Physics-inspired Equivariant Descriptors of Non-bonded Interactions

TL;DR

This paper introduces an extension to the LODE framework that effectively models long-range non-bonded interactions in atomistic systems, integrating physical principles with machine learning for improved accuracy and efficiency.

Contribution

It generalizes the LODE framework to handle diverse long-range interactions using multipole expansion, enabling consistent and physically interpretable modeling of non-bonded forces.

Findings

Successfully applied to toy systems demonstrating proof of concept.

Extended to molecular dimers to test limits and versatility.

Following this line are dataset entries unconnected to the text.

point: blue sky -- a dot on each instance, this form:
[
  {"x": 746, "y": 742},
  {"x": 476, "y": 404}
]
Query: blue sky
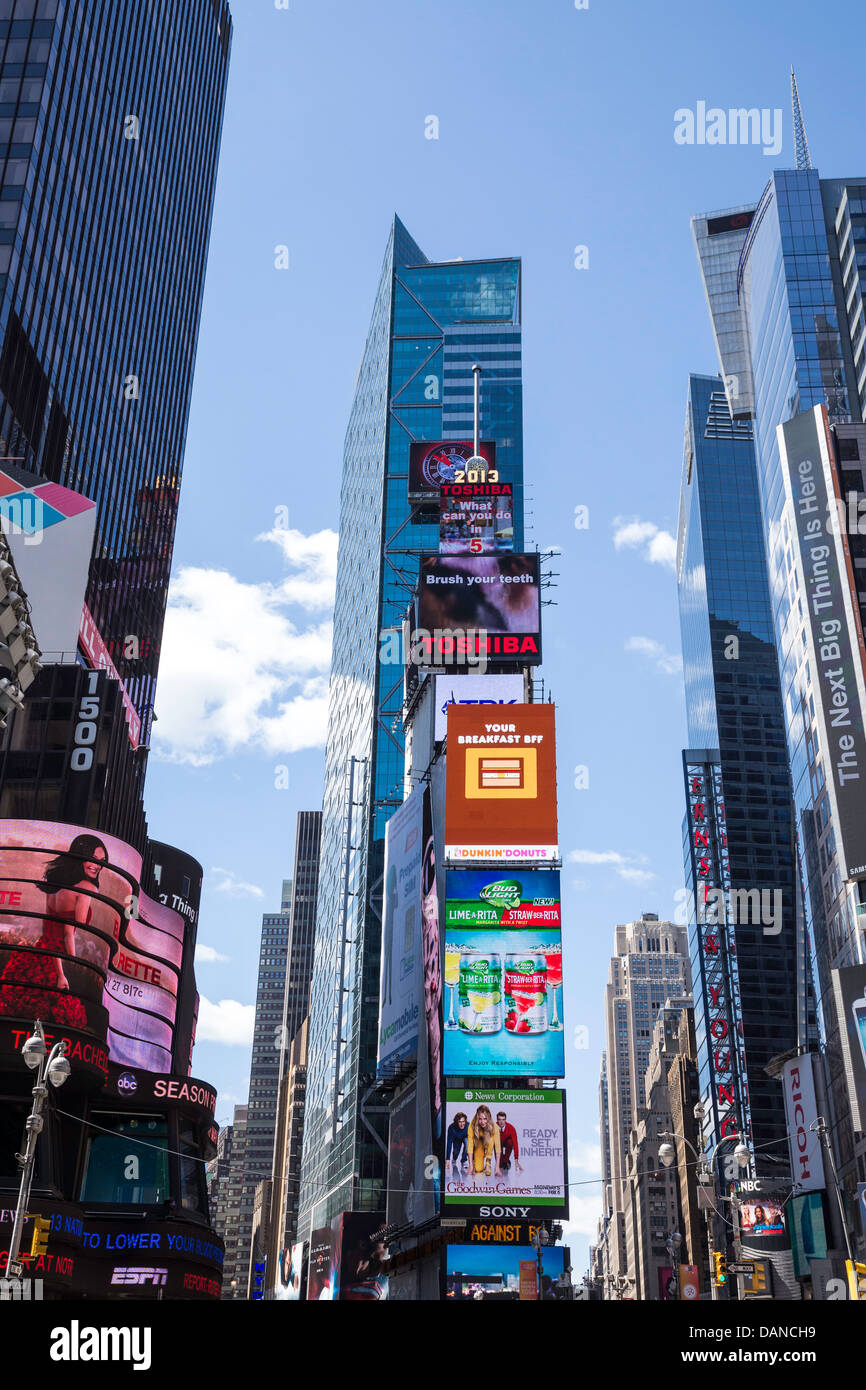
[{"x": 555, "y": 131}]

Provides a unified, physically interpretable approach for non-bonded interactions.

Abstract

One essential ingredient in many machine learning (ML) based methods for atomistic modeling of materials and molecules is the use of locality. While allowing better system-size scaling, this systematically neglects long-range (LR) effects, such as electrostatics or dispersion interaction. We present an extension of the long distance equivariant (LODE) framework that can handle diverse LR interactions in a consistent way, and seamlessly integrates with preexisting methods by building new sets of atom centered features. We provide a direct physical interpretation of these using the multipole expansion, which allows for simpler and more efficient implementations. The framework is applied to simple toy systems as proof of concept, and a heterogeneous set of molecular dimers to push the method to its limits. By generalizing LODE to arbitrary asymptotic behaviors, we provide a coherent approach to treat arbitrary two- and many-body non-bonded interactions in the data-driven modeling of matter.